The new, shiny, red fire tanker the Virgil Fire Department has recently received may not have its decals and insignias yet, but it will help fill the role the department needs due to its limited manpower, said Matthew Simpson, an engineer with the fire department.
The tanker, which can carry 2,500 gallons of water, was delivered to the department earlier this month and will replace an old tanker and engine, both around 20years-old, he said.
The vehicle was purchased to serve a more practical, versatile role, he said.
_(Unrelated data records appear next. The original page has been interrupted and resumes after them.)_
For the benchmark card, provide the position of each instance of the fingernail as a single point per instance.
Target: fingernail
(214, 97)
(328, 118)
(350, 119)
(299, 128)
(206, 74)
It will be able to be a first-responding vehicle, more so since there are usually only two to five volunteer firefighters available during the day.
“We don’t have enough people to fill a six-man cab,” he said, the size of a full fire engine.
The decision to buy the smaller tanker was in part to help make the department more efficient, reducing its fleet to six vehicles, while helping fulfill the needs of being a first-responding vehicle while mutual aid arrives, Chief Adam Brown said.
“In conjunction with all the mutual aid that comes in during the day, this would be the best option for us,” he said.
Virgil Fire Chief Adam Brown said the vehicle cost around $405,000, which was all paid for by a 10-year bond and from the department’s savings account.
That broke down to about $300,000 in bonding and $105,000 in savings, said Mike Ten Kate, a Virgil fire commissioner and the code enforcement officer with Cortland’s fire department.
Brown also said town taxes would not be increased by the purchase, which has been in the planning for the last 2 1/2 years.
“The commissioners have been great strategic planners,” Brown said.
Though the engine is in the department’s possession, Ten Kate said the department is still waiting to have the decals and insignia painted on.